Final-Recipient: rfc822; user1@myitdomain.com
Original-Recipient: rfc822; user1@myitdomain.com
Action: failed
Status: 5.7.60
Remote-MTA: dns; smtp.host.com
Diagnostic-Code: smtp; 550 5.7.60 SMTP; Client does not have permissions to
send as this sender [SN6PR07MB4654.hosted.email.com]

Final-Recipient: rfc822; user2@myitdomain.com
Original-Recipient: rfc822; user2@myitdomain.com
Action: failed
Status: 5.7.60
Remote-MTA: dns; smtp.host.com
Diagnostic-Code: smtp; 550 5.7.60 SMTP; Client does not have permissions to
send as this sender [SN6PR07MB4654.hosted.email.com]

Thanks again.

From the error codes it looks a bit like Microsoft MTAs may be involved in this (not on your RT server necessarily, but downstream at hosted.email.com), so this thread may be of help. Its not so much an RT problem as a mail configuration issue - you might find it easier to debug by hand crafting mail messages on your server and checking what happens, so that you’re not having to fiddle/worry about the RT system config.
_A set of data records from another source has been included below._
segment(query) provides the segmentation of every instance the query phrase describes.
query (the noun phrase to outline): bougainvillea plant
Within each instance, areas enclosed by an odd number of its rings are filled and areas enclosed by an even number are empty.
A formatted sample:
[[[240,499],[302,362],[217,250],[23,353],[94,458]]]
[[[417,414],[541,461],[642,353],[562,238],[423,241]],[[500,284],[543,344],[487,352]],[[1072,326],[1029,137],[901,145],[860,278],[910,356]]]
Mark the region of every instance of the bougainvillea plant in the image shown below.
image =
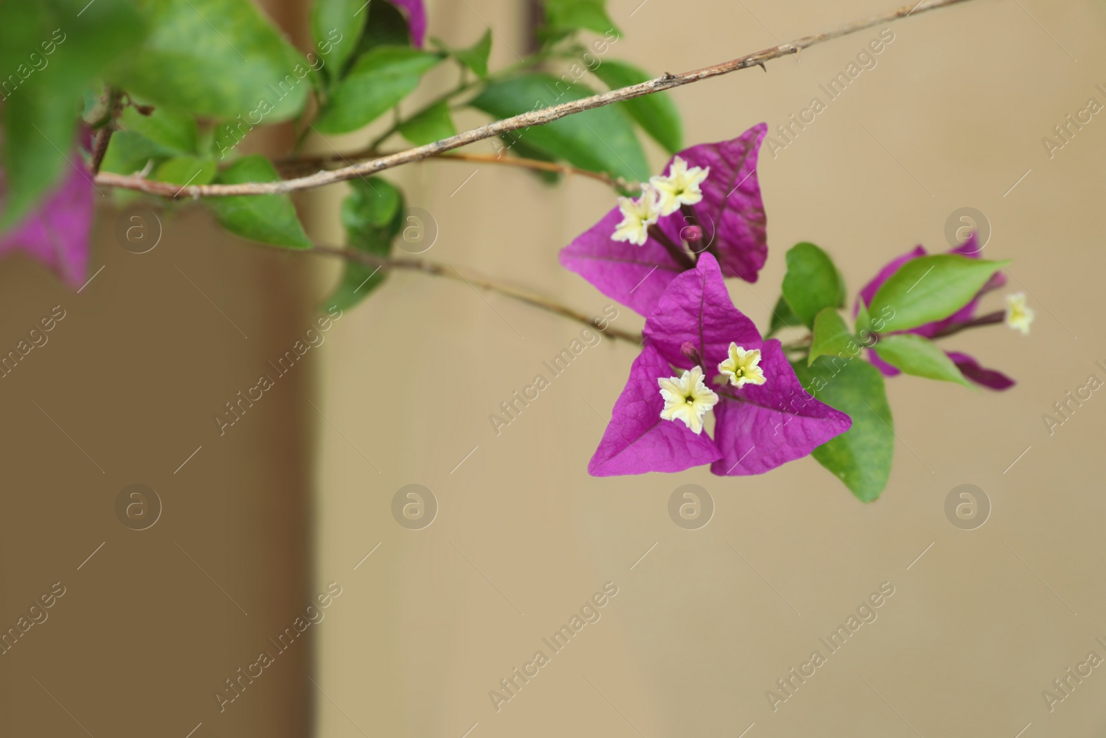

Agree with GreenJim. I’m willing to bet you’re using Office365.

Assuming you are using Postfix, to assist with debug, try creating/editing ‘/etc/postfix/header_checks’.

Add the following to the header_checks file: -
/^subject:/ WARN
/^to:/ WARN
/^from:/ WARN
/^Subject:/ WARN
/^To:/ WARN
/^From:/ WARN

You’ll have to make postfix aware of the header checks file in /etc/postfix/main.cf by adding the following line: -
header_checks = regexp:/etc/postfix/header_checks

Restart postfix and look at your mail log. You should see mail envelope details in there when a mail is sent. Hopefully this will let you see what’s going wrong.

If the mail envelope headers mismatch in any way, or from/sender envelopes don’t match the email address actually used by RT to log into Office365, it will return this message.

You say you are only seeing the issue when someone replied to a ticket, which is when RT will try to send comments to your queue watchers.

Perhaps the email is ‘sent from’ your main queue email address, however it’s from/sender envelopes are for the comment address?

As GreenJim alluded to, try writing your own template with hardcoded headers.

For example, make a new template based (on a global one), and add the following text to the start of the template (a blank line is required after it) : -

Subject: {$Ticket->Subject}
From: my-rt@company.com
Sender: my-rt@company.com
Reply-To: my-rt-comment@company.com

The above is obviously just an example - don’t expect randomly changing envelope headers will work. You’ll need to look very carefully at the mail log for the envelope headers when it fails, and try to correct in the template.